Federal court: Bush's recess appointment of antigay judge legal

A federal appeals court ruled Thursday that President Bush did not overstep his authority when he appointed William Pryor to the bench while the Senate was on a holiday break. The 11th U.S. circuit court of appeals rejected a challenge by Sen. Edward Kennedy (D-Mass.), who argued that the Alabama judge's appointment to the same court was an end-run around the Senate's right to confirm or reject the president's judicial nominees. Pryor was appointed to the 11th circuit during the Presidents' Day recess in February, after the Senate refused twice to bring his nomination to a floor vote. His nomination had languished as abortion rights advocates fought Pryor over his criticism of the Supreme Court's Roe v. Wade decision, which legalized abortion. He was also criticized for a Supreme Court brief in which he compared homosexual acts to "prostitution, adultery, necrophilia, bestiality, possession of child pornography, and even incest and pedophilia." The president can appoint federal judges without the Senate's consent if the chamber is not meeting. But Kennedy and other Democrats argued that the right is valid only at the end of a congressional session or during the recess between annual sessions, not during short breaks.

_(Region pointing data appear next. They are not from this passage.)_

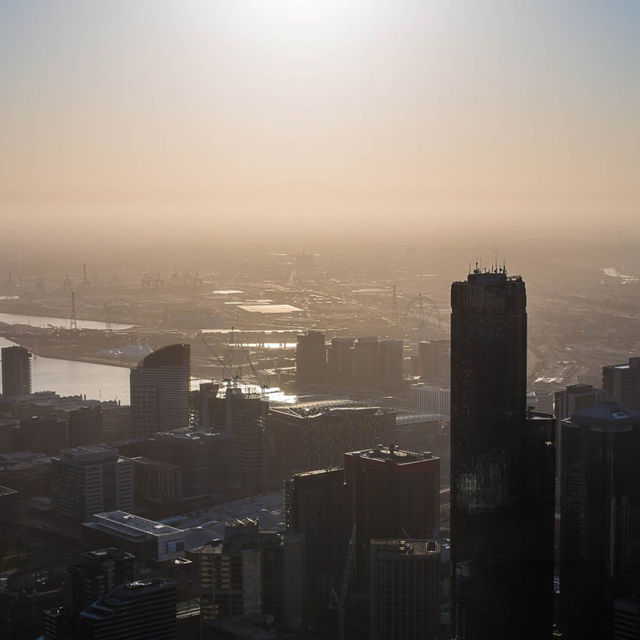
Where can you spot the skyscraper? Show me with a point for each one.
(160, 390)
(16, 372)
(621, 382)
(404, 590)
(393, 494)
(141, 610)
(311, 357)
(600, 532)
(502, 468)
(88, 480)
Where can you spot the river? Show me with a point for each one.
(70, 378)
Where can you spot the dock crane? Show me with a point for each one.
(338, 600)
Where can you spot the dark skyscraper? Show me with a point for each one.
(394, 493)
(141, 610)
(160, 390)
(311, 357)
(621, 382)
(600, 533)
(502, 466)
(16, 372)
(404, 590)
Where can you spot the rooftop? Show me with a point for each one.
(130, 525)
(607, 416)
(415, 547)
(391, 453)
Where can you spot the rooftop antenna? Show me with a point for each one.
(395, 306)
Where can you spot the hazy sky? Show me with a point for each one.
(433, 112)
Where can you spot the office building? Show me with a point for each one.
(625, 623)
(84, 425)
(16, 372)
(160, 390)
(502, 468)
(404, 590)
(435, 362)
(47, 433)
(140, 610)
(156, 482)
(244, 416)
(88, 480)
(315, 436)
(566, 402)
(24, 597)
(252, 572)
(318, 505)
(27, 472)
(116, 422)
(91, 577)
(390, 363)
(311, 358)
(145, 539)
(600, 539)
(431, 399)
(205, 458)
(96, 573)
(366, 368)
(621, 382)
(394, 493)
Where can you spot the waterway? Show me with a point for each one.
(70, 378)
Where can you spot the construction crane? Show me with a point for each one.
(338, 601)
(73, 323)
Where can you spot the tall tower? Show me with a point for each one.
(599, 537)
(160, 390)
(16, 372)
(502, 466)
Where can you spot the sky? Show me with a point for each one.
(268, 114)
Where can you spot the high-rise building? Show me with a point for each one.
(244, 416)
(394, 493)
(95, 574)
(625, 623)
(565, 403)
(315, 436)
(404, 589)
(47, 433)
(160, 390)
(390, 363)
(435, 358)
(502, 468)
(88, 480)
(340, 361)
(24, 597)
(311, 357)
(140, 610)
(365, 371)
(600, 533)
(16, 372)
(318, 505)
(621, 382)
(205, 458)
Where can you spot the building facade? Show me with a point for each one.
(16, 372)
(88, 480)
(160, 390)
(600, 503)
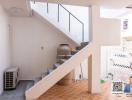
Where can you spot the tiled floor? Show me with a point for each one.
(78, 91)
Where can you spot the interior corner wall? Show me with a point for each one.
(34, 44)
(4, 45)
(104, 32)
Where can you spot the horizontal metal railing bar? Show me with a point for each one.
(71, 13)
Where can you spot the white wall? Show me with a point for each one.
(29, 35)
(104, 32)
(4, 45)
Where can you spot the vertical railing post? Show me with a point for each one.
(82, 32)
(58, 13)
(47, 8)
(69, 22)
(34, 2)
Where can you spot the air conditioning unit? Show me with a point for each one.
(11, 78)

In an 8-2 decision, the court ruled that Bush's appointment of Pryor was legal. "We are not persuaded that the president acted beyond his authority in this case: Both the words of the Constitution and the history of the nation support the president's authority," said Chief Judge J.L. Edmonson. Pryor, who is now on the 11th circuit, removed himself from the case. An aide to Pryor said the judge had no comment. Pryor is based in Birmingham, Ala.; the 11th circuit serves Alabama, Florida, and Georgia. Recess appointments are temporary, while regular appointments are for life. Pryor is scheduled to remain on the 11th circuit until the end of 2005. In a statement Kennedy said he hoped the U.S. Supreme Court would consider the matter. "No previous president in all our history has ever taken such an extreme view of the Constitution on the appointment of federal judges," the senator wrote.